Никто и ухом не повел.
— Девочка погибла, — объяснил я.
Все немного уже опьянели, были полны благожелательности, поэтому в несколько голосов:
— Ты в этом виноват?!
— Ты отвечал за ребенка?!
Как дирижер, снижающий звук, Юрка сделал жест, утишающий споры. Он имел сказать существенное — что смертность ребенка при доношенной внематочной составляет до восьмидесяти пяти процентов.

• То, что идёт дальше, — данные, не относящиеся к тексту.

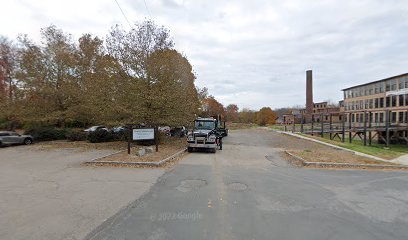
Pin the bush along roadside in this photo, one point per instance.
(76, 135)
(46, 133)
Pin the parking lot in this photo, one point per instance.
(47, 194)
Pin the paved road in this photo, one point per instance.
(248, 192)
(48, 195)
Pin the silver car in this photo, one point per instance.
(9, 138)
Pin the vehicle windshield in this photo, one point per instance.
(204, 125)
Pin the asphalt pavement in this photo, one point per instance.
(247, 191)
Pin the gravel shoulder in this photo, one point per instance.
(315, 152)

— И смертность матери, кстати сказать, ты это знаешь, Антон, тоже немалая, тем более как в этом случае — плацента на кишках!
Что было ему объяснять? Что я не с процентами, а с Екатериной Семеновной и ее ребенком имел дело? Что не проценты сожрали ребенка, а нерасторопный ассистент?

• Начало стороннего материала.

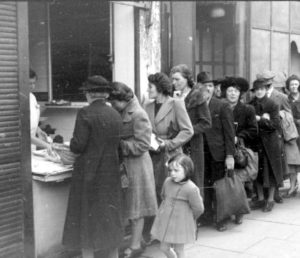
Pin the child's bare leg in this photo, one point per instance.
(179, 250)
(168, 251)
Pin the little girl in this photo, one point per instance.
(175, 223)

— И наконец, — сказал Борисов с торжеством эрудита, — учти, старик, пятьдесят процентов внематочных детей родятся не-пол-но-цен-ными. Так что евгеника — а это, старик, не глупость и не лженаука, поверь трезвому моему уму — вообще бы считала сохранение плода, зародившегося и возросшего в столь неблагоприятных условиях, не-ра-цио-нальным!
Я и тут еще сдержался. Это кому же оценивать, быть ребенку или не быть? Ах, мыслящие решат? Одни делают, другие мыслят и решают? Одни принимают жизнь — в слизи, в крови, в муках, а другие, значит, решают, быть ей или не быть? А с человечеством — как? Что решим с человечеством? Сколько жестокости, глупости, вплоть до пыток и унижения себе подобных, на счету у человека и человечества — так что ж, уничтожить его? Отслоим-ка его от Земли, лишим питания и воздуха, выскребем Землю до каменистой мантии, а потом, спустя миллиарды лет, нарастет авось новый гумус, и, как знать, может, следующее человечество окажется удачнее? Пространств у нас много, и планет, и звезд, и вселенных, евгеника — не дура, благоразумие — не пустяк.
Но это и все, что мог я сказать. Не было, не было у меня железных доводов, чтобы доказать, что альфа-частице необходимо извиваться, продираться сквозь железобетонный ядерный барьер, прокапывать ход сквозь миллиарды лет, что жизни необходимо зародиться на каменистой «безвидной» Земле и, огражденной тонкой пленкой озона от беспощадного излучения, бороться. Не было и нет у меня этих железных доводов, как нет их, когда убираешь с улицы из-под колес машин выводок слепых котят и тем множишь их мучения. Как нет этих доводов и тогда, когда спасаешь покалеченную собаку в чужом городе.
Борисов продолжал что-то вещать пространно и самодовольно. И тогда я выругался, безнадежно и грязно, и ушел от них от всех, слышал, что они ищут меня, но не хотел никого видеть. Одно я знал наверняка: слон Хортон раздавил хрупкое птичье яйцо. Раздавил. И был кругом позорен и не прав.
Дягилева, кстати сказать, родила, сама родила здорового крепкого ребенка. Схватки стали сильными, и ребенок развернулся правильно. И упрекать следовало уже не ее, а меня — за тайное раздражение и торопливость. Женщины в таких случаях говорят: судьба. Или же: не судьба. Очень удобно: не надо напрягаться, мучиться и испытывать чувство вины. Ребенок родился — и все тут. Интуиция? Случай? Лежал поперек — развернулся как надо.